Security Operations Lead Expert

Job Purpose

The role will be serving as Security Operations Lead Expert – focusing on infrastructure and applications. This role involves conducting routine evaluations of infrastructure and application vulnerabilities, continuous monitoring, gathering and examining vulnerability data, and providing vulnerability mitigation strategies and recommendations to the IT Teams.

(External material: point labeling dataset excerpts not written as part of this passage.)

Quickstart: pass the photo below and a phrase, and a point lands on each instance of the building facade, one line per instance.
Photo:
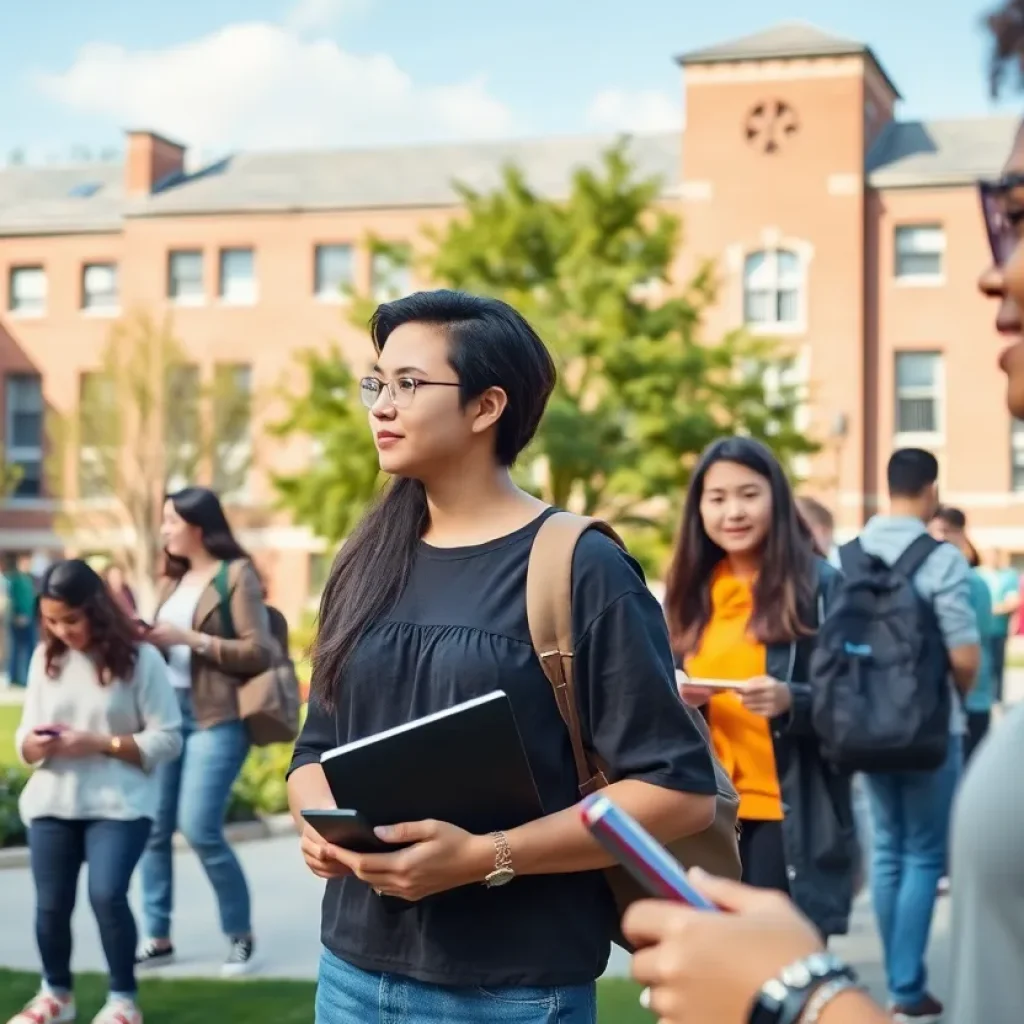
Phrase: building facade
(850, 236)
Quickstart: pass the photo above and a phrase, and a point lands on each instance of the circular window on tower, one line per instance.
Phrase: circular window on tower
(770, 124)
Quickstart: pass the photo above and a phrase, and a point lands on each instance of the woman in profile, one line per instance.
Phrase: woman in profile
(99, 717)
(214, 631)
(744, 595)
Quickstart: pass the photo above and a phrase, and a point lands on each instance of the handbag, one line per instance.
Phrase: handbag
(549, 612)
(269, 701)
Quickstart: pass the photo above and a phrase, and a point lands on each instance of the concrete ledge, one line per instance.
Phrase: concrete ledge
(239, 832)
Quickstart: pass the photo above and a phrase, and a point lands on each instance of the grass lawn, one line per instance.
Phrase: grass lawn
(278, 1001)
(10, 716)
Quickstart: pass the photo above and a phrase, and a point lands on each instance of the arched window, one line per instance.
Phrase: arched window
(773, 281)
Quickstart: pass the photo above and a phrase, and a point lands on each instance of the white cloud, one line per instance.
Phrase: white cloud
(258, 85)
(641, 111)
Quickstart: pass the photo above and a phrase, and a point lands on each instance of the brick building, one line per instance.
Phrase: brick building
(851, 236)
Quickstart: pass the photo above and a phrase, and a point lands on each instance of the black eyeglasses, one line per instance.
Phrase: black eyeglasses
(1000, 227)
(401, 390)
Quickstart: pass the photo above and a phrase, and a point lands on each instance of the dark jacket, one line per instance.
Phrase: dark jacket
(818, 827)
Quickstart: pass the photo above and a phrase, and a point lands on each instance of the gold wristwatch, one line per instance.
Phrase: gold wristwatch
(503, 872)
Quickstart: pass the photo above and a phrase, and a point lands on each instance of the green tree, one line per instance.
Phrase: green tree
(144, 424)
(641, 390)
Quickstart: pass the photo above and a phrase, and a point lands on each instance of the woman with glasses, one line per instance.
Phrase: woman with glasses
(425, 607)
(717, 967)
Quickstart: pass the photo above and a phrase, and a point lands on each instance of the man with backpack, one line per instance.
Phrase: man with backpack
(899, 647)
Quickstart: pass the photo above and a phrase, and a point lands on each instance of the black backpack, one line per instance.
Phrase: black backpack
(881, 698)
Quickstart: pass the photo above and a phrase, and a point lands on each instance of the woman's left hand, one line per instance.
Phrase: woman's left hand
(442, 857)
(766, 696)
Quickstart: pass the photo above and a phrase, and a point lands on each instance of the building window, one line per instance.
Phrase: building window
(99, 287)
(333, 271)
(919, 392)
(772, 285)
(96, 446)
(1017, 456)
(238, 276)
(920, 252)
(184, 276)
(27, 295)
(24, 432)
(390, 273)
(232, 451)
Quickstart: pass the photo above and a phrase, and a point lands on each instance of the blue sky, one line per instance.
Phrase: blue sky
(221, 74)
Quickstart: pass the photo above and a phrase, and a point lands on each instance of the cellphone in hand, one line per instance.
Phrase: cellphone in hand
(639, 852)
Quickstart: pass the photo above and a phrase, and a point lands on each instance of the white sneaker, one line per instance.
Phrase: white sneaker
(46, 1009)
(119, 1011)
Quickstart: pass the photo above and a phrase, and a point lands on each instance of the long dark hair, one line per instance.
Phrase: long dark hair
(785, 586)
(489, 345)
(201, 507)
(114, 637)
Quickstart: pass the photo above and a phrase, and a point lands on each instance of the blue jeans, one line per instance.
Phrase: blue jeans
(57, 849)
(20, 644)
(347, 995)
(911, 812)
(194, 796)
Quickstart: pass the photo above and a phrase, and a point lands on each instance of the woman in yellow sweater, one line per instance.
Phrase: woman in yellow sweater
(743, 598)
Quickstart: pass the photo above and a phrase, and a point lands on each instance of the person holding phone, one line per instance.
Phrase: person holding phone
(99, 715)
(744, 594)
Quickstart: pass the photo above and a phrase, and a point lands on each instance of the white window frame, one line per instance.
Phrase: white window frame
(25, 454)
(27, 310)
(774, 283)
(323, 290)
(936, 248)
(937, 392)
(112, 305)
(240, 291)
(192, 299)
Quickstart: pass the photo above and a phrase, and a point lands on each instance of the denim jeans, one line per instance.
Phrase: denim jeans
(57, 849)
(194, 796)
(20, 644)
(347, 995)
(911, 813)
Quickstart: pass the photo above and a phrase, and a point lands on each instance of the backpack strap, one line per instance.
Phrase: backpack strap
(549, 614)
(915, 555)
(222, 586)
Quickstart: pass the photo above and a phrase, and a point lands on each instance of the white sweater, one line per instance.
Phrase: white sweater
(99, 786)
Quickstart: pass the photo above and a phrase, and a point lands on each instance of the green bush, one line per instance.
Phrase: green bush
(12, 779)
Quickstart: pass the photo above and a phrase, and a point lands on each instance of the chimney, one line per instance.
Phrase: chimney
(151, 160)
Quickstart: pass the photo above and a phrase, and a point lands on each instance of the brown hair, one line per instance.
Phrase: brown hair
(786, 584)
(114, 637)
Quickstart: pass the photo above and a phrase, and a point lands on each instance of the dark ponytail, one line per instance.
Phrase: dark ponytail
(489, 345)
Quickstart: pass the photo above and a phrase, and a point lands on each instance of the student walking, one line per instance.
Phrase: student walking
(744, 595)
(425, 607)
(99, 716)
(208, 660)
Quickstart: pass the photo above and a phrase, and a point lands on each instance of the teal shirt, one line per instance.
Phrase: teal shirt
(981, 694)
(1001, 584)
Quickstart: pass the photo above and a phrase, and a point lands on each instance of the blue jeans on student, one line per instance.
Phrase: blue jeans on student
(347, 995)
(20, 644)
(57, 848)
(911, 813)
(194, 797)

For the Security Operations Lead Expert role, the sources of information may encompass, but are not limited to, security alerts, vulnerability scanning reports, security testing activities, vendor-published vulnerabilities, and internal/external threat intelligence sources. Moreover, the position may necessitate the candidate to assist incident handlers during major application-related security incidents.

Responsibilities

• Join and lead the vulnerability management team based in Asia, collaborating closely with global domain teams located worldwide.
• Serve as the Subject Matter Expert in the field of vulnerability management within the infrastructure and application security domain.
• Utilize various automated tools, such as Qualys (DAST), BurpSuite, and Checkmarx, to detect vulnerability issues in infrastructures and applications.
• Evaluate the impact of vendor security advisory notifications and communicate findings to relevant stakeholders to devise solutions.
• Prioritize active critical vulnerabilities for remediation based on a risk-based approach and/or the organization's risk appetite.
• Monitor, track, and document all vulnerability status updates in the registry.
• Oversee and coordinate all work related to application vulnerability management in Asia.
• Coordinate with the local Entity Security team to address vulnerabilities detected through the vulnerability management process.
• Analyze structured and unstructured datasets from various sources to identify vulnerabilities and provide remediation recommendations.
• Provide technical guidance to IT Production or Development Teams to effectively remediate vulnerabilities.
• Ensure timely follow-up for vulnerability remediation and assess the risk impact according to internal risk methodologies and frameworks.
• Recommend compensatory measures when remediation is not possible and ensure that the risk acceptance process is followed.
• Own and continuously optimize the application vulnerability management process.
• Assist in investigating security issues by reviewing vulnerability identification results.
• Assist in incident handling, including implementing containment, protection, and remediation activities.
• Perform manual security testing using tools such as BurpSuite and other open-source tools.
• Be flexible in supporting the streamlining of the application security process and SDLC.
• Support initiatives for improving the overall application security maturity framework and process.
• Support Cloud migration projects from a threat and vulnerability management perspective and establish new processes.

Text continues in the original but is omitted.